= Resort Radio =

Radio station in Queenstown, New Zealand

Resort Radio (99FM) was a radio station in Queenstown on 99.2FM, 100.0FM and 1359AM. Originally this station was owned by Radio Otago, until Radio Otago was sold to RadioWorks in 1999. During the nineties, programming during the evenings and nights was a simulcast of Foveaux FM in Southland with Southland advertisements. Foveaux announcers would read out the weather for Queenstown during the evenings especially for Resort Radio listeners.

During the winter ski season in the mid-1990s, there was a 'apres ski show' featuring local content and programming broadcast between 6pm and 10pm.

After Radio Otago was sold to RadioWorks local programming was brought back to Resort Radio during the evenings and overnight.

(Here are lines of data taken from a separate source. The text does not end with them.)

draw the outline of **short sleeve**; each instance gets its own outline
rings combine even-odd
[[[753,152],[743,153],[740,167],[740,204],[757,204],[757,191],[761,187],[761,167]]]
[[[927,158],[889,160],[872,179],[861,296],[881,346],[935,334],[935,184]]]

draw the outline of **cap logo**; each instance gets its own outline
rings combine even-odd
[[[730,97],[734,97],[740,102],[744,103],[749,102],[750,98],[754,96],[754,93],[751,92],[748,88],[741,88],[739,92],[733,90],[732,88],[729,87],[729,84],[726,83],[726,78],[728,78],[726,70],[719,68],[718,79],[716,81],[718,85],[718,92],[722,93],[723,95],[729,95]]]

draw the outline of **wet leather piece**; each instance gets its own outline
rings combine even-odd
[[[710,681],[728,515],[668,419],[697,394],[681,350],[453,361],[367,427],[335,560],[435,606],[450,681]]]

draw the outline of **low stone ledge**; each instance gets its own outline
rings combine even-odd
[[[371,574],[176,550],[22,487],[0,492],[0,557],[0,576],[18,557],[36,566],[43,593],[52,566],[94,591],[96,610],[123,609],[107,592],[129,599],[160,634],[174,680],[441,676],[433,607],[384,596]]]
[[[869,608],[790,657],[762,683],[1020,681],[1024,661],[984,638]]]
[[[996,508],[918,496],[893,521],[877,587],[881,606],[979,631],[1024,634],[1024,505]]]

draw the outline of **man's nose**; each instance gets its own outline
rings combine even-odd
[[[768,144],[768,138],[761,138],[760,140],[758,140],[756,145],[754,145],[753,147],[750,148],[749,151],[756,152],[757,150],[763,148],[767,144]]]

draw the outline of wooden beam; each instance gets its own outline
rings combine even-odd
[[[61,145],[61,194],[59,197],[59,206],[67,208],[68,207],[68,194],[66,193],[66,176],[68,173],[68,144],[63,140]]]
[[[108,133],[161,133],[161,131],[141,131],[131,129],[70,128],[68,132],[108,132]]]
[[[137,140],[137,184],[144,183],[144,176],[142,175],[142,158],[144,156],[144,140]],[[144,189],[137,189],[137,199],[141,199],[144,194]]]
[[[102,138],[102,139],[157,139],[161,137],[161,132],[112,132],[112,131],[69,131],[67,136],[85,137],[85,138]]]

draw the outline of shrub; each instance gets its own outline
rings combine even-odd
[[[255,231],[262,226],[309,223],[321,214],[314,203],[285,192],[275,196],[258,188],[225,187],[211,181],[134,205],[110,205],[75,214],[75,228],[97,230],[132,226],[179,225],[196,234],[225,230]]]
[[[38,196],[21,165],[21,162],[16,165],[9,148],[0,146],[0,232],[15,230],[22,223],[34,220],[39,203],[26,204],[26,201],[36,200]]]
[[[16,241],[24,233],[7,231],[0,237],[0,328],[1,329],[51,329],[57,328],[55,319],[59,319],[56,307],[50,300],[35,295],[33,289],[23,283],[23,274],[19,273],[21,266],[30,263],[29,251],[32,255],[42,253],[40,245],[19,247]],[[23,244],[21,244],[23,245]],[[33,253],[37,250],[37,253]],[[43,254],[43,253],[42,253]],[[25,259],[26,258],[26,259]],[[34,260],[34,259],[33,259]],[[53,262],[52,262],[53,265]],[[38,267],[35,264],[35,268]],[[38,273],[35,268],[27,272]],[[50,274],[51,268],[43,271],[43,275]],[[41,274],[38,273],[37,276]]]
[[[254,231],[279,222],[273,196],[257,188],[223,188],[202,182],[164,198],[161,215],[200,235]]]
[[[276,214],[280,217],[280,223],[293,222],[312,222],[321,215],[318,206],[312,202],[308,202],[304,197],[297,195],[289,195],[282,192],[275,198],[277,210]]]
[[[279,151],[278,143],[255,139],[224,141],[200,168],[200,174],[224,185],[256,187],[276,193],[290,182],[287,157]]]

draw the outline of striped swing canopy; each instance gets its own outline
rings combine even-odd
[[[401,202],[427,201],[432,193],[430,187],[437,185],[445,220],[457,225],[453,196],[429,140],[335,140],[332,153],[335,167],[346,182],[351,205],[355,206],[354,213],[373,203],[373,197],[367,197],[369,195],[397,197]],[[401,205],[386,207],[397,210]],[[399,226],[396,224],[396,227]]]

In 2004, Resort Radio was rebranded as More FM when RadioWorks rebranded the majority of their LocalWorks stations to More FM.

With the station now part of the More FM network, the station is now only local between 6am-12pm weekdays. Out of these times the station is networked from Auckland. The current breakfast show is hosted by Joel Palmer, and was previously hosted by Margo Berryman and Henry Youngman (6am-10am) & Janey Newlands hosted the workday show (10am-1pm). Philippa Collins, Jono and Jo Blick formerly rotated hosting duties on weekends.

== Awards ==
In 2002, Resort Radio was nominated for the best provincial radio station by the Radio Broadcasting Association for the third consecutive year.